O – Oral contract
26/7/17
BLUE v ASHLEY [2017] EWHC 1928 (Comm)
Considers the test for proving an oral agreement [48] - [64] and the weakness of evidence based on memory [65]. On the facts no reasonable person would have considered that a conversation in a pub was serious and was intended to create a contract for payment of £15m.
11/3/15
CARLYLE v ROYAL BANK OF SCOTLAND PLC [2015] UKSC 13
The Scots appeal court had been wrong to reverse the judgment of the trial judge which turned on factual findings that an oral agreement had been made by which the bank agreed to finance not only the purchase price of land but also the costs of developing it. The undisputed evidence was that the customer had asked the bank not to give him the money for the land unless it also gave him the money to build and the bank had subsequently told him “it’s all approved”. Although it would have been open to the trial judge to conclude this was only a decision in principle, he did not have to. Based on Scots authority, the fact that parties envisage that their agreement will be set out in a formal contract does not by itself prevent their agreement having legal effect until then.

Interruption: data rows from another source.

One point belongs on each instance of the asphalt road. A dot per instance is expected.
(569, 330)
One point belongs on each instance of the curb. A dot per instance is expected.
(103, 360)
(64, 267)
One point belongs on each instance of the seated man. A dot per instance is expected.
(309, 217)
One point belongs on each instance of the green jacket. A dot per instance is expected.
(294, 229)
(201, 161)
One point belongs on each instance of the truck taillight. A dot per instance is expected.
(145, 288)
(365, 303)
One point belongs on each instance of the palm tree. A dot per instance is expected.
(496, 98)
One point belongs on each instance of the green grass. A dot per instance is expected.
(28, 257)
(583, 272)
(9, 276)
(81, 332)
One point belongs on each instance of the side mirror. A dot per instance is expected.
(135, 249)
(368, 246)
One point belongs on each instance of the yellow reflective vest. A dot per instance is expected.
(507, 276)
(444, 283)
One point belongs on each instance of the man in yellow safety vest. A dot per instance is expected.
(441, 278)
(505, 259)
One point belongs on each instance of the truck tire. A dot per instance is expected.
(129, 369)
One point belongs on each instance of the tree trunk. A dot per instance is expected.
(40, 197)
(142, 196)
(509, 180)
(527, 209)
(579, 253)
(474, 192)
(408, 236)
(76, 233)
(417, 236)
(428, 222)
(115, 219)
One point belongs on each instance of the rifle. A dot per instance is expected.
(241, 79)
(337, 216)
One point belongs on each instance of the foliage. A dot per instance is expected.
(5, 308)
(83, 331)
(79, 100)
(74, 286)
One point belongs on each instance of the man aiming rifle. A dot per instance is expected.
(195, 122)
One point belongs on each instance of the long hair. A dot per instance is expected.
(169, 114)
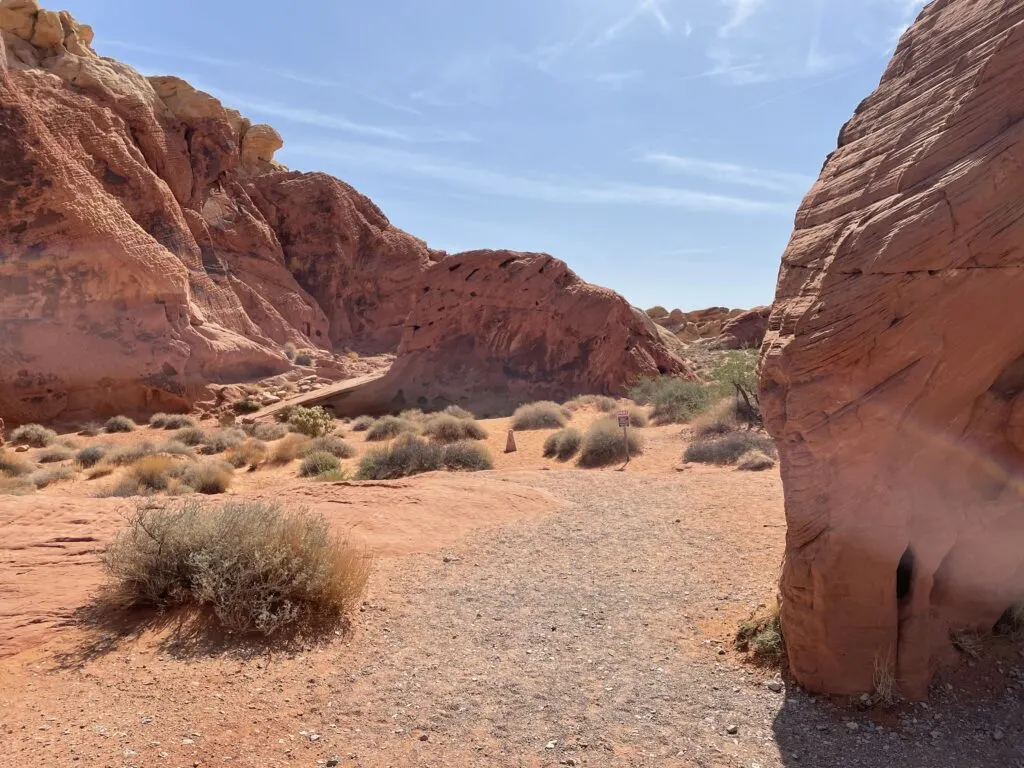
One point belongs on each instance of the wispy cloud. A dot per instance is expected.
(729, 173)
(538, 188)
(643, 8)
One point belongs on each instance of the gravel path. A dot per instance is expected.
(596, 635)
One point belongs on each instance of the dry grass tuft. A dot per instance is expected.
(33, 435)
(445, 428)
(257, 567)
(603, 444)
(541, 415)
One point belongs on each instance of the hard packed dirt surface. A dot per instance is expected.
(531, 615)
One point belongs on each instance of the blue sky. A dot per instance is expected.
(658, 146)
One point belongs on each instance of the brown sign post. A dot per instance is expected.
(624, 422)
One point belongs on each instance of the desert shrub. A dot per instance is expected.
(34, 435)
(444, 428)
(408, 456)
(755, 461)
(13, 465)
(250, 454)
(43, 477)
(208, 477)
(601, 402)
(729, 448)
(159, 421)
(313, 422)
(54, 454)
(317, 463)
(603, 444)
(265, 432)
(389, 427)
(190, 436)
(363, 423)
(125, 455)
(638, 417)
(222, 439)
(562, 444)
(331, 444)
(175, 448)
(541, 415)
(762, 638)
(718, 420)
(466, 456)
(119, 424)
(290, 449)
(257, 567)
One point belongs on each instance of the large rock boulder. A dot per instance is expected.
(151, 245)
(494, 329)
(893, 369)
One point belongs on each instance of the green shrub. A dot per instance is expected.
(54, 454)
(258, 568)
(34, 435)
(541, 415)
(603, 444)
(330, 444)
(317, 463)
(408, 456)
(728, 449)
(125, 455)
(363, 423)
(445, 428)
(562, 444)
(13, 465)
(208, 477)
(389, 427)
(312, 422)
(91, 456)
(601, 402)
(43, 477)
(119, 424)
(222, 439)
(755, 461)
(458, 412)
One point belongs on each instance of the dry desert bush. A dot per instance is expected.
(446, 428)
(257, 567)
(728, 449)
(604, 444)
(330, 444)
(118, 424)
(541, 415)
(33, 435)
(389, 427)
(562, 444)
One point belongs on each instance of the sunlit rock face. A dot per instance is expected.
(893, 368)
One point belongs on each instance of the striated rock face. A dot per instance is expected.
(493, 329)
(150, 244)
(893, 370)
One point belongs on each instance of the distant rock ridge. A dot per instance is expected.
(152, 245)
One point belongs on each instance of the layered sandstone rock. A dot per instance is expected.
(494, 329)
(151, 244)
(893, 370)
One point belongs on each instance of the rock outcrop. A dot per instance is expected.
(150, 244)
(493, 329)
(893, 370)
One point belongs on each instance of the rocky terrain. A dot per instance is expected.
(893, 369)
(151, 230)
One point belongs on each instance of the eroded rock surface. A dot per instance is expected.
(491, 329)
(893, 370)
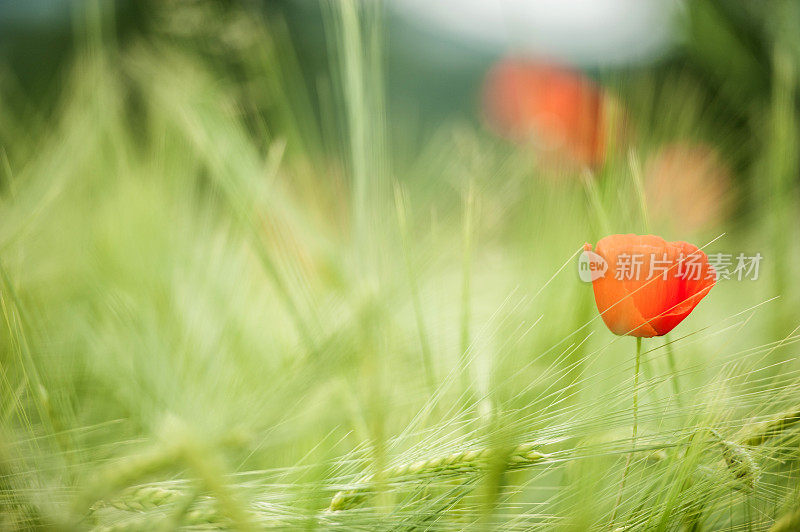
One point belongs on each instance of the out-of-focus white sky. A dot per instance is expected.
(588, 32)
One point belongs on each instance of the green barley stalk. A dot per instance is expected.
(471, 461)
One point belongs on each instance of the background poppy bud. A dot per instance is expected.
(651, 285)
(555, 108)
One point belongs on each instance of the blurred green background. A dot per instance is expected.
(257, 254)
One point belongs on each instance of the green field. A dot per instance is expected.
(233, 297)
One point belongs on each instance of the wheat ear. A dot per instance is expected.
(520, 457)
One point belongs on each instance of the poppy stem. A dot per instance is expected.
(636, 389)
(673, 368)
(635, 429)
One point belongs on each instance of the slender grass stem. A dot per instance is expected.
(673, 369)
(635, 428)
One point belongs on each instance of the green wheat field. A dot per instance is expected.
(234, 297)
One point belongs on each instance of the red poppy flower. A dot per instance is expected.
(650, 285)
(558, 109)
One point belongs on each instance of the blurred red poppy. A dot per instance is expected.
(650, 285)
(557, 109)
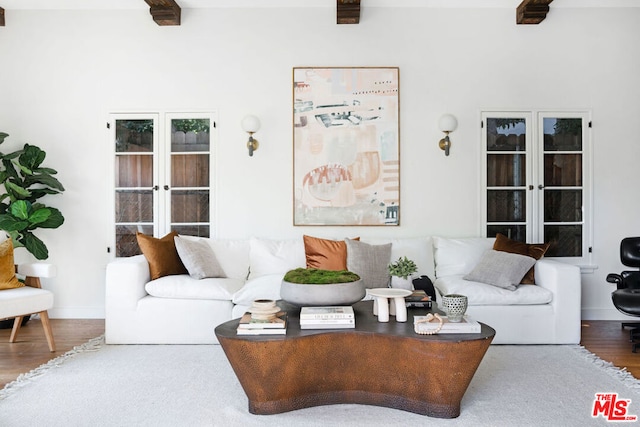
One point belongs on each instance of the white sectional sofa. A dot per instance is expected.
(178, 309)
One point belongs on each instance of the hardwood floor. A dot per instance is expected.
(603, 337)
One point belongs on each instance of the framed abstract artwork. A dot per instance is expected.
(346, 146)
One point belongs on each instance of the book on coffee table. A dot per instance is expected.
(466, 326)
(278, 322)
(327, 313)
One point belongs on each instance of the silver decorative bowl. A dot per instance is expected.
(318, 295)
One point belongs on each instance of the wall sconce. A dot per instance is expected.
(251, 124)
(447, 124)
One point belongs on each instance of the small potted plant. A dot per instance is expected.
(402, 272)
(321, 287)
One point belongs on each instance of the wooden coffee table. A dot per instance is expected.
(383, 364)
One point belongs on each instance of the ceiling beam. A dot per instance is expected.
(532, 11)
(348, 11)
(165, 12)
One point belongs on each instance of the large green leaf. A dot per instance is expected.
(54, 220)
(39, 216)
(35, 246)
(20, 209)
(32, 157)
(10, 223)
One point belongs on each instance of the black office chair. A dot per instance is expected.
(626, 298)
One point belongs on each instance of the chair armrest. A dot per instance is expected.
(125, 282)
(38, 269)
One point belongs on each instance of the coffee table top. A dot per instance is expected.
(366, 323)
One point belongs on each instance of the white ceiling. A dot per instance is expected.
(194, 4)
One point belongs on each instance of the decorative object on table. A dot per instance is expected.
(455, 305)
(389, 301)
(340, 179)
(313, 287)
(435, 323)
(264, 317)
(336, 317)
(401, 272)
(25, 181)
(417, 299)
(424, 283)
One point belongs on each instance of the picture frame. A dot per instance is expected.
(346, 146)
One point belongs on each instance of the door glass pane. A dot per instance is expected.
(506, 134)
(566, 240)
(512, 231)
(189, 135)
(134, 170)
(126, 242)
(562, 134)
(134, 136)
(134, 206)
(506, 170)
(506, 205)
(563, 170)
(190, 170)
(563, 205)
(189, 206)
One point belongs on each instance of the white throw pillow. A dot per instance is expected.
(502, 269)
(459, 256)
(275, 256)
(264, 287)
(198, 258)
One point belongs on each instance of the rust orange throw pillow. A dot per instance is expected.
(8, 279)
(325, 254)
(161, 254)
(534, 250)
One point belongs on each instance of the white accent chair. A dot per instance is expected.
(30, 299)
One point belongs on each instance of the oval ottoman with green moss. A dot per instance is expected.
(313, 287)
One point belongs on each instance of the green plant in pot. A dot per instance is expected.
(25, 182)
(314, 287)
(401, 272)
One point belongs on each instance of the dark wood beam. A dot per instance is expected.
(348, 11)
(532, 11)
(165, 12)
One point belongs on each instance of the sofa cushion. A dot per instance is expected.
(185, 287)
(161, 255)
(370, 262)
(275, 256)
(8, 279)
(459, 256)
(482, 294)
(534, 250)
(198, 258)
(502, 269)
(263, 287)
(325, 254)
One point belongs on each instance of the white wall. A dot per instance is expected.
(62, 72)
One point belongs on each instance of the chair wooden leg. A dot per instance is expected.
(44, 317)
(17, 322)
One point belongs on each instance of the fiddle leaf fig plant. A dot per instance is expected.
(25, 182)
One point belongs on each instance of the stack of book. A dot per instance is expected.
(466, 326)
(418, 298)
(336, 317)
(274, 326)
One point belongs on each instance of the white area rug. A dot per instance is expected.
(164, 385)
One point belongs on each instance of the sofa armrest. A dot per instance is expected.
(565, 282)
(125, 282)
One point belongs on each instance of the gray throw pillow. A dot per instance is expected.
(502, 269)
(198, 258)
(370, 262)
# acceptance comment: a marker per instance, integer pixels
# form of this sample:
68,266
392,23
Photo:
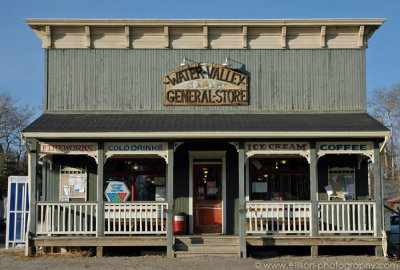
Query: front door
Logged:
207,202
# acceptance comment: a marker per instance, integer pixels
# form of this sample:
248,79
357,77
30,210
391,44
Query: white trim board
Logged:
210,135
207,155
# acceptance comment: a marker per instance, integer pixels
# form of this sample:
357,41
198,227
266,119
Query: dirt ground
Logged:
14,259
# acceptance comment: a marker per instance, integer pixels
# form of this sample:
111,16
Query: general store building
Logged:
254,131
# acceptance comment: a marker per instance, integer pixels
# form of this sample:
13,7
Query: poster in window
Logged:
78,183
160,193
259,187
212,188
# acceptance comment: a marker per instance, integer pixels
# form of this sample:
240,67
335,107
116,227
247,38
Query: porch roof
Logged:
190,125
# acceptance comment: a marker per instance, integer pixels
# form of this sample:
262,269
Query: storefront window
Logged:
141,180
279,179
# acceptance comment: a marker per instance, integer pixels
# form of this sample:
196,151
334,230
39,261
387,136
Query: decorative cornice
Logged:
205,22
204,34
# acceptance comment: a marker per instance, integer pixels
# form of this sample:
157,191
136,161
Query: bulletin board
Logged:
341,183
73,184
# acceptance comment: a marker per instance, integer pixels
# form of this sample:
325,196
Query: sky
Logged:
22,58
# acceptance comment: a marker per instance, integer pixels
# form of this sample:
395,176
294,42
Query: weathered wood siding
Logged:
280,80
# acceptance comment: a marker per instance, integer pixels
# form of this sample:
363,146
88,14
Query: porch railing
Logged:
350,217
278,217
66,218
135,218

Subsequently signed facility letters only superseded the agreement so far as concerned the terms of the loan for the purchase.
17/5/13
JUMANI v MORTGAGE EXPRESS, Ch D
Receivers were appointed over a portfolio of buy-to-let properties under mortgages which gave the mortgagee the right to require all mortgages to be redeemed together rather than individually. The claimant alleged an oral agreement had been reached to allow him to pay off the arrears and have the receivers discharged on some properties. The claim failed. The alleged agreement would have varied the mortgage terms and was inherently improbable. On an objective analysis and applying commercial common sense, nothing discussed had been intended to give rise to a binding agreement.
21/12/12
FCL (LONDON) LTD v VOICE [2012] EWHC 3684 (QB) [29]-[31]
In deciding the terms of an oral or partly oral contract evidence of the parties’ subjective understanding is admissible as is evidence of things said or done after the contract.